A maior especialidade do Governo de António Costa é aligeirar responsabilidades e encontrar desculpas para a sua incompetência ou incapacidade. Se Passos Coelho e o Governo que tirou Portugal da bancarrota eram o “bode expiatório” habitual, fazendo António Costa e o Partido Socialista tábua rasa do período socrático da bancarrota em que o próprio e a esmagadora maioria do seu governo foram cúmplices, agora a nova desculpa são as alterações climáticas.
A rutura dos diques do Mondego e a falta de limpeza de diversos sistemas existentes para proteger vilas, aldeias e culturas das sistemáticas subidas de nível das águas fluviais não são mais do que consequência da falta de investimento público, da falta de planeamento, da falta de manutenção dos equipamentos e da incúria de diversas entidades e empresas, públicas e privadas. Mas, como habitualmente, o Governo surgiu com o discurso alinhado para a “inevitabilidade” desta catástrofe face às tão úteis alterações climáticas recuperando o discurso do pós-Pedrogão do “nada podíamos fazer face à força da natureza”. Culpando a natureza e a mudança climática tudo se torna mais aceitável e o erro humano, político e institucional passa despercebido.
Apesar das alterações nos comandos da proteção civil, locais e regionais, a substituição de comandantes experimentados por imberbes militantes socialistas, a tardia ativação de meios aéreos de combate (tragédia de Pedrogão ocorreu ainda em junho) e o não prolongamento do período critico (tragédia de 11 Outubro na região de Coimbra e Viseu), apesar de todos os avisos face ao calor desse verão, a responsabilidade pelas tragédias de 2017 foi rapidamente atribuída às alterações climáticas. Tal como agora nas consequências das cheias.

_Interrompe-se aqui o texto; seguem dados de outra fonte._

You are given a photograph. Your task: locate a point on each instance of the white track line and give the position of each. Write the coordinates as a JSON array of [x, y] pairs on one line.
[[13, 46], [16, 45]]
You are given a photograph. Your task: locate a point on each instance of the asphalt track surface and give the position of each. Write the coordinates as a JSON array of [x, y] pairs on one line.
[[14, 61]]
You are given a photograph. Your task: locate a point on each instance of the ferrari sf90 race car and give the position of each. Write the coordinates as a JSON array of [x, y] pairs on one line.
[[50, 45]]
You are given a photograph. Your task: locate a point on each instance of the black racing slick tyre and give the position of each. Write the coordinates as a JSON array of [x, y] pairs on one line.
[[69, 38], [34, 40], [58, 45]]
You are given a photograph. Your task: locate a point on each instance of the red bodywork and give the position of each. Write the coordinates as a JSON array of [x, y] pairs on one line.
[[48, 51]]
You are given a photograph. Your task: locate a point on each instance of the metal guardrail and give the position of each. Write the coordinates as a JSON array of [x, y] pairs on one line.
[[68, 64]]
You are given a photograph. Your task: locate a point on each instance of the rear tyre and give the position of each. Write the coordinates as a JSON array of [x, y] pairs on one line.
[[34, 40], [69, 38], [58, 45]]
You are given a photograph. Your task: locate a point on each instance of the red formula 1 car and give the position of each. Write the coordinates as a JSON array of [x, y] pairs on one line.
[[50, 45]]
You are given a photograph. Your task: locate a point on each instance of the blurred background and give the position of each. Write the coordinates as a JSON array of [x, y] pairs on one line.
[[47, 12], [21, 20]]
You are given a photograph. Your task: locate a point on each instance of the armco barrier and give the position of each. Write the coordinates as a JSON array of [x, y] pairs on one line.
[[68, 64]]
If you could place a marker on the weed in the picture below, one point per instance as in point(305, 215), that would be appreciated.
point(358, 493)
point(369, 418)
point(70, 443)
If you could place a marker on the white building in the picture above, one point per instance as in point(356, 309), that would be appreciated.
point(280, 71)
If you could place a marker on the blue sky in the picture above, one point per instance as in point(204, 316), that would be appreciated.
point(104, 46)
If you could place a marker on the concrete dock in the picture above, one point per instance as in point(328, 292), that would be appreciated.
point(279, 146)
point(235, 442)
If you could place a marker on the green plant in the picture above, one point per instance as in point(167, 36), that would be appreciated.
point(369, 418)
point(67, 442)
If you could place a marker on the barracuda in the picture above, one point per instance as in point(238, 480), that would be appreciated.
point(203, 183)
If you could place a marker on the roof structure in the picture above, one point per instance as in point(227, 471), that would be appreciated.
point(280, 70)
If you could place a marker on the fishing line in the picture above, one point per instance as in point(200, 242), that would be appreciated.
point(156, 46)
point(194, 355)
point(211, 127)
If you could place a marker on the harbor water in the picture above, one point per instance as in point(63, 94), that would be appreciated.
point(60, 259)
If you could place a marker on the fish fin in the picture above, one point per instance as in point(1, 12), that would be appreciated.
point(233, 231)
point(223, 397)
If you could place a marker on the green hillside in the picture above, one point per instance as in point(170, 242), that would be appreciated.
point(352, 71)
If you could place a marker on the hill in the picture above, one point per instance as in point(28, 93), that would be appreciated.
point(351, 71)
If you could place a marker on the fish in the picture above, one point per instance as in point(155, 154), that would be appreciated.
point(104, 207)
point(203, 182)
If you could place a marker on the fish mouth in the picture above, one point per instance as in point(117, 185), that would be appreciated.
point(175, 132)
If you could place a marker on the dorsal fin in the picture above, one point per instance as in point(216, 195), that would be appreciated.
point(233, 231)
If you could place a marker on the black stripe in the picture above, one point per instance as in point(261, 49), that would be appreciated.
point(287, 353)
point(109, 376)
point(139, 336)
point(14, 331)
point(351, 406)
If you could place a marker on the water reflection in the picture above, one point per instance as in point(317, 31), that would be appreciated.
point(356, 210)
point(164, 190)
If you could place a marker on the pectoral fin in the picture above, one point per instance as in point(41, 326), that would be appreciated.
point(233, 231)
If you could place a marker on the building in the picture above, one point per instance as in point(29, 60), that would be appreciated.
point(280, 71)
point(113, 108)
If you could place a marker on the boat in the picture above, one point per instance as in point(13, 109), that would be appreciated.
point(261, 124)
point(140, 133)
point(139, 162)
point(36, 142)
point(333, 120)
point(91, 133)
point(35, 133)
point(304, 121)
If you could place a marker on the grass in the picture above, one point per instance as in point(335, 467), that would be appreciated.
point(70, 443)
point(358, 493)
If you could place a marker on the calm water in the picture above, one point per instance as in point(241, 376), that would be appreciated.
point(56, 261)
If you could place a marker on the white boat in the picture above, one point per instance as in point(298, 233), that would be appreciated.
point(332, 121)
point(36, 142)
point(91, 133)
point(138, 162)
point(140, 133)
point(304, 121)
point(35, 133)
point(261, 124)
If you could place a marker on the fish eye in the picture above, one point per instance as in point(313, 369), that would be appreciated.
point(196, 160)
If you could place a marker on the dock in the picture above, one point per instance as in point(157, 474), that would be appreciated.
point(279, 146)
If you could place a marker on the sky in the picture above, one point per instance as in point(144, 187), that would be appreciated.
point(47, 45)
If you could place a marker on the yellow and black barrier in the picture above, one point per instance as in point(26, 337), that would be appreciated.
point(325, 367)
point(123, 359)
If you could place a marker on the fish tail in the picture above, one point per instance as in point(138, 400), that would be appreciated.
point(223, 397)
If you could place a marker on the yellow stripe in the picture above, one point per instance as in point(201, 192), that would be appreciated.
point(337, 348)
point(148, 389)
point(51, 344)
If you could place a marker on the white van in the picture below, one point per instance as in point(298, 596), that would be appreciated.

As alterações climáticas são uma realidade que importa não ignorar, mas não surgem de surpresa e compete ao Estado e ao Governo adaptar a resposta a estas realidades, antecipar problemas e preparar atempadamente as respostas. Que eu saba, as alterações climáticas não têm culpa da falta de manutenção das sargetas, dos buracos nos diques etc etc etc. Curiosamente, muitos dos que agora mais falam sobre alterações climáticas são os mesmos que foram negligentes com a poluição no rio Tejo, no rio Nabão, que não fiscalizam as pedreiras, que atribuem concessões de lítio em reserva natural, que financiam empresas condenadas por poluição, entre muitas outras contradições.

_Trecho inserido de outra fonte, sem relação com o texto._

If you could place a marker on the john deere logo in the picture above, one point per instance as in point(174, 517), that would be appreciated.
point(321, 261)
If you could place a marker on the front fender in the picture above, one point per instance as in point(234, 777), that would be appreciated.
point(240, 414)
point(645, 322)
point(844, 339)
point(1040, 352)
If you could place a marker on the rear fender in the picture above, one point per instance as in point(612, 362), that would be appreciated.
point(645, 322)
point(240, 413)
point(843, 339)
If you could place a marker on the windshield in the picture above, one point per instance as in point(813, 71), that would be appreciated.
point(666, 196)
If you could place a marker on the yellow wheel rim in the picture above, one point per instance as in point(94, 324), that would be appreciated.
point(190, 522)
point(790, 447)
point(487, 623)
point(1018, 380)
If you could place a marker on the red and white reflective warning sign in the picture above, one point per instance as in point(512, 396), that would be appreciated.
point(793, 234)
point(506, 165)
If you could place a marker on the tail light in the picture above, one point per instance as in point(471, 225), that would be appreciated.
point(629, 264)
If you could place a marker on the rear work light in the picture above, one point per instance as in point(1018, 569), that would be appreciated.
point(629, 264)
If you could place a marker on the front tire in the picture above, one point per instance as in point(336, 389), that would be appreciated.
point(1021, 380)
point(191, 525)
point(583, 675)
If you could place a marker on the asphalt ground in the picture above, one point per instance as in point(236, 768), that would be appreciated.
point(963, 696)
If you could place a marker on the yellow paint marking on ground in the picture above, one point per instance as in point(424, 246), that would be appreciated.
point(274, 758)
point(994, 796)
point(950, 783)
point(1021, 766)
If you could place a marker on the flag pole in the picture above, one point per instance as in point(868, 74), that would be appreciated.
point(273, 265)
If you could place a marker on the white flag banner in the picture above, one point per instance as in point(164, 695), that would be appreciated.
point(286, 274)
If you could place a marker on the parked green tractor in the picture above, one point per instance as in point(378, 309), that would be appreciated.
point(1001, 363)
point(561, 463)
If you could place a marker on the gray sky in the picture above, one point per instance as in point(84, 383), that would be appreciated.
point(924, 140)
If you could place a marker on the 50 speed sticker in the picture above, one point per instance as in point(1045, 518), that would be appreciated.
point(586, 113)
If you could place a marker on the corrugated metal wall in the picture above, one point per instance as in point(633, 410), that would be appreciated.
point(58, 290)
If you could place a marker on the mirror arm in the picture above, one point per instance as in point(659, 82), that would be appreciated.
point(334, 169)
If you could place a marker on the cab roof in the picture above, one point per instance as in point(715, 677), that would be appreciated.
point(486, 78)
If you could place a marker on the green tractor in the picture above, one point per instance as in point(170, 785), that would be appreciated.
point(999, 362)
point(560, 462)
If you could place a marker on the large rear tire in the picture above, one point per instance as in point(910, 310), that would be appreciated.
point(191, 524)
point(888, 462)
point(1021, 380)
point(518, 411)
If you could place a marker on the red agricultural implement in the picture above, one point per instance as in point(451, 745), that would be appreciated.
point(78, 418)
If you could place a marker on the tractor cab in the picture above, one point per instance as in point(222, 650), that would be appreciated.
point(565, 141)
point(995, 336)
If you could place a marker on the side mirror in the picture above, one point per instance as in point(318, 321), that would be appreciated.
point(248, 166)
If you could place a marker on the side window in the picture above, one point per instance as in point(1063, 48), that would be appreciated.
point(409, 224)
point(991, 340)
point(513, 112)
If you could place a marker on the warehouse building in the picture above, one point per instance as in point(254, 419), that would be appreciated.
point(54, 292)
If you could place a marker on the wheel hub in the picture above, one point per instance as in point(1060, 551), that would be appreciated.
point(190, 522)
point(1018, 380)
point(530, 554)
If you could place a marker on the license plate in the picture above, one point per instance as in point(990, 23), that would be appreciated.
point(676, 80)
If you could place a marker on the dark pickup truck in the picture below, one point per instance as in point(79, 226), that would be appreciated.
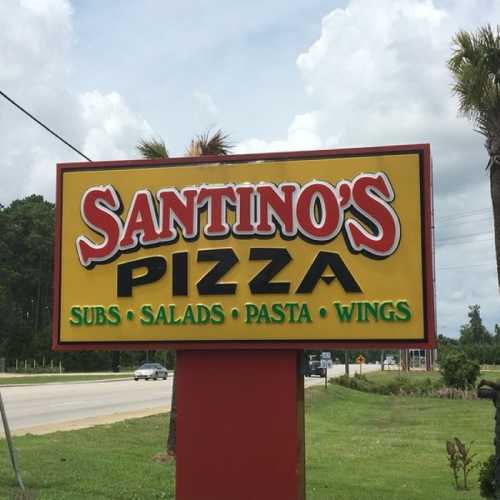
point(314, 368)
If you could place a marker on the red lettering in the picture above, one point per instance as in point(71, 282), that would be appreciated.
point(180, 208)
point(244, 223)
point(97, 211)
point(278, 203)
point(216, 198)
point(318, 200)
point(371, 195)
point(141, 224)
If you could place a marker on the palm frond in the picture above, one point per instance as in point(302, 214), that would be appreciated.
point(152, 149)
point(475, 67)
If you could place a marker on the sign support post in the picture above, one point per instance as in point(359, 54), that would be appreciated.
point(240, 425)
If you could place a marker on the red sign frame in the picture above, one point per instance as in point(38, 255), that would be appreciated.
point(423, 150)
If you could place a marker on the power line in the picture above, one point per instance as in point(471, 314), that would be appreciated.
point(43, 125)
point(469, 213)
point(465, 267)
point(463, 242)
point(461, 236)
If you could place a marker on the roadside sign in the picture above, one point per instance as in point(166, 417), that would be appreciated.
point(302, 250)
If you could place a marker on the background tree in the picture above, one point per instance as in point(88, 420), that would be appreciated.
point(475, 66)
point(204, 144)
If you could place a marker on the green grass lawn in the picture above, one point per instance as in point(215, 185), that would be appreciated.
point(359, 446)
point(46, 379)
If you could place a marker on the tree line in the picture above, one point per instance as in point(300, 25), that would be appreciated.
point(26, 265)
point(475, 341)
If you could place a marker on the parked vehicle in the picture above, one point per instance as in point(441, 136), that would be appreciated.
point(313, 367)
point(151, 370)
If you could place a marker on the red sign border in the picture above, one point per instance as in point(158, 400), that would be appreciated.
point(429, 340)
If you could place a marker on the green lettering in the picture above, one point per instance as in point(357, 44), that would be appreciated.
point(383, 314)
point(161, 316)
point(344, 312)
point(371, 310)
point(304, 315)
point(361, 312)
point(100, 317)
point(403, 307)
point(172, 320)
point(292, 308)
point(217, 314)
point(114, 315)
point(88, 316)
point(76, 316)
point(147, 315)
point(263, 315)
point(189, 316)
point(203, 314)
point(251, 312)
point(278, 315)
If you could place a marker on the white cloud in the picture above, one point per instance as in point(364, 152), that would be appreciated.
point(302, 134)
point(35, 56)
point(206, 104)
point(377, 75)
point(112, 128)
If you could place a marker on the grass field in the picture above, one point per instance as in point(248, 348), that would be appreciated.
point(359, 447)
point(47, 379)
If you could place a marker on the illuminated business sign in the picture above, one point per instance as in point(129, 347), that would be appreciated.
point(286, 250)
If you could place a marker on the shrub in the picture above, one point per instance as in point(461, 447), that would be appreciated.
point(487, 478)
point(458, 371)
point(460, 460)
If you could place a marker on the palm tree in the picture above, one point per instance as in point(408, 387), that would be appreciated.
point(475, 66)
point(203, 144)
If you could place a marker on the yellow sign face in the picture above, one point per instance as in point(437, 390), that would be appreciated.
point(306, 249)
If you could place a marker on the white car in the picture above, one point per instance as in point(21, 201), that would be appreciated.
point(151, 370)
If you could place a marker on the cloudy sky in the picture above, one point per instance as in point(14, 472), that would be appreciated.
point(278, 75)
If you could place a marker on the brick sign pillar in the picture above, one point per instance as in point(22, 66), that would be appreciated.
point(240, 425)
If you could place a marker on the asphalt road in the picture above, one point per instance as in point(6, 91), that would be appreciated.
point(44, 408)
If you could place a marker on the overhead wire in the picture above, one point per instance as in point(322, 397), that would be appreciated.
point(18, 106)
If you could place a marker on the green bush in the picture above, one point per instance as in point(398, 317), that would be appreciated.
point(458, 371)
point(401, 385)
point(487, 478)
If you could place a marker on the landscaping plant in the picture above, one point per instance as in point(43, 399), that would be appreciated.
point(460, 460)
point(487, 478)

Bem sei que a falta de manutenção de alguns equipamentos infraestruturas não é de hoje nem é uma responsabilidade de apenas um governo. Pensava que o país tinha aprendido com a tragédia de Entre-os-Rios mas afinal não. Há investimentos que não são adiáveis ou negligenciáveis e escrevo este artigo porque me revolta ver decisores políticos a tentarem ignorar a realidade e a mascarar as suas/nossas responsabilidades culpando a mãe natureza. É o caminho mais fácil, mas o mais irresponsável.

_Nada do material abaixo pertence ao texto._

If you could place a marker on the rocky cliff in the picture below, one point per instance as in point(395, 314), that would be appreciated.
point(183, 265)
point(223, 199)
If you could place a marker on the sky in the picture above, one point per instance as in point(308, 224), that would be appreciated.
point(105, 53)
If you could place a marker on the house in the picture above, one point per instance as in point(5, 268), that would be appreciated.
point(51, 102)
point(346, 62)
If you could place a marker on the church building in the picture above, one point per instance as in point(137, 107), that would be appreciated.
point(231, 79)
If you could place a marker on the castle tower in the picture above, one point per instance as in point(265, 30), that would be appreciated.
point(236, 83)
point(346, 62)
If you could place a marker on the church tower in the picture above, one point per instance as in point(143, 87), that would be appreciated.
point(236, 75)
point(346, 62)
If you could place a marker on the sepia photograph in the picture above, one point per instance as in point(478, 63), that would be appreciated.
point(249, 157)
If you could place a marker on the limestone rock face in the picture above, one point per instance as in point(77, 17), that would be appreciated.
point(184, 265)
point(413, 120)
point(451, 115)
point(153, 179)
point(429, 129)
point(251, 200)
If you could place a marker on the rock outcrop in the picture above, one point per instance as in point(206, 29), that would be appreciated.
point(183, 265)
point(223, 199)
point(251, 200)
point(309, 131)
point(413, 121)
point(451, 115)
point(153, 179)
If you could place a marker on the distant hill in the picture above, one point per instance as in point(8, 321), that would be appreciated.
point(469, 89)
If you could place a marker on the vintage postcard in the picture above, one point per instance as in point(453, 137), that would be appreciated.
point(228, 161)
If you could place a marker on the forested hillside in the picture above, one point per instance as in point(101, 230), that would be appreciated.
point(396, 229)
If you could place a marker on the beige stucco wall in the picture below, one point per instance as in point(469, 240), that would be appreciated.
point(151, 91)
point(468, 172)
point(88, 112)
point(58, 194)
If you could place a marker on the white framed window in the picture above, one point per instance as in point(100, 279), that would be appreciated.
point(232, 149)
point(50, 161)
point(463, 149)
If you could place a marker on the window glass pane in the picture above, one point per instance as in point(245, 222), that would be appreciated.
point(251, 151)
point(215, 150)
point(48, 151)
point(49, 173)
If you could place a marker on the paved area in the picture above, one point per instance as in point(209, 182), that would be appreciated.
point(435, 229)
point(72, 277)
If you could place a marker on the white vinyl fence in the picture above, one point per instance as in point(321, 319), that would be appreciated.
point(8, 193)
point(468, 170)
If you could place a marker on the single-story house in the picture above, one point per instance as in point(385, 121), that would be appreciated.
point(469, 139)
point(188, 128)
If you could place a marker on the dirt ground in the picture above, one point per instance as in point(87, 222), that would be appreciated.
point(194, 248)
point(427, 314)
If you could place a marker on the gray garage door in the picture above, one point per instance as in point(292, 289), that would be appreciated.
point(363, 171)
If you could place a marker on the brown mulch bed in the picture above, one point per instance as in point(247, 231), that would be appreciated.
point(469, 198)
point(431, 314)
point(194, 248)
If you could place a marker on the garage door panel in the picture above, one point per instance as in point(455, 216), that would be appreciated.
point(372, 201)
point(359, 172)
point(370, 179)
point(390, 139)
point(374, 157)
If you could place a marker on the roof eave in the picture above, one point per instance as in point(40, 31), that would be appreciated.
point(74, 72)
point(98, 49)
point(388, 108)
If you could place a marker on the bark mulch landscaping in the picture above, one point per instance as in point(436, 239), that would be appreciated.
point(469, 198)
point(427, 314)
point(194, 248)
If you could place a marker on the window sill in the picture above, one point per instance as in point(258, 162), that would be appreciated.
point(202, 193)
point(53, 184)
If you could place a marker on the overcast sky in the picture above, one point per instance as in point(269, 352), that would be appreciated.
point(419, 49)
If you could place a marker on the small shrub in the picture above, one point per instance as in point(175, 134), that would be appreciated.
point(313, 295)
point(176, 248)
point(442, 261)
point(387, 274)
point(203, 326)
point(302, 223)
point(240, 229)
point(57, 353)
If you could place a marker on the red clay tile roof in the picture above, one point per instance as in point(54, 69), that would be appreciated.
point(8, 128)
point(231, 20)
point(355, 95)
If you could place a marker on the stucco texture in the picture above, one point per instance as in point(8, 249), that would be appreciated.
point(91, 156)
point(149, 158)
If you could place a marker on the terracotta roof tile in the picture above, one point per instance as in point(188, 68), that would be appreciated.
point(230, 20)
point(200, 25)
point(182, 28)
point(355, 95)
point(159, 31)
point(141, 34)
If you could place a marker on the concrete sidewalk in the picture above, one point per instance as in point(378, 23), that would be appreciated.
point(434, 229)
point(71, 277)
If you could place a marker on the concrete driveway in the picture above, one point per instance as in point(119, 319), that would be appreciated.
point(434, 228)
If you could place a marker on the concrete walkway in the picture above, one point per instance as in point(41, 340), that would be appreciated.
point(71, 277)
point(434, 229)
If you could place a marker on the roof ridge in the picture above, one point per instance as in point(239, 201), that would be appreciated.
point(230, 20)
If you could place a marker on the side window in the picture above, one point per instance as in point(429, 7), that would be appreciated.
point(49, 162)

Quando ontem ouvia a senhora Ministra da Agricultura a culpar as alterações climáticas pelo que se passou no Mondego, recordava um diferendo que tivemos quando a senhora era ainda autarca em Abrantes e que passo a contar. O açude insuflável que existia no rio Tejo entre Abrantes e o Rossio não funcionava há vários meses. Verificada a situação, que prejudicava também a passagem de peixe que subia o rio, a então autarca mandou dizer o que “açude estava em baixo por solicitação da Infraestruturas de Portugal que fazia obras na ponte do Rossio ao Sul do Tejo localizada a montante. Cruzada a informação com a IP rapidamente percebemos que era mentira e que não havia qualquer indicação para tal no período em causa. Fomos verificar in loco e afinal o equipamento insuflável do açude estava danificado já que não era feita a manutenção porque o contrato com a empresa fornecedora do Município de Abrantes tinha caducado, se não estou em erro, dois anos antes. Pelos vistos o problema era mesmo a falta de manutenção e de investimento, tal como agora no Mondego.
O que compete a nós políticos é saber se fizemos tudo o que estava ao nosso alcance para evitar uma tragédia, mesmo que isso não a impeça. Mais uma vez, não fizemos. Podíamos não ter impedido as cheias em alguns locais, mas pelo menos os diques, as máquinas e as infraestruturas deveriam estar a funcionar para minimizar os danos causados. Uma motobomba de emergência não funcionar não tem desculpa nem é responsabilidade nem das alterações climáticas nem dos poluidores.
Nós seres humanos teremos alguma culpa pelas alterações climáticas, mas estas não podem ser o bode expiatório para a nossa incúria e irresponsabilidade em diversas outras matérias. Mais uma vez, alertas não faltaram, o que faltou foi mesmo a resposta aos avisos.
Aproveito para desejar a todos os leitores e à equipa do Expresso um Feliz Natal!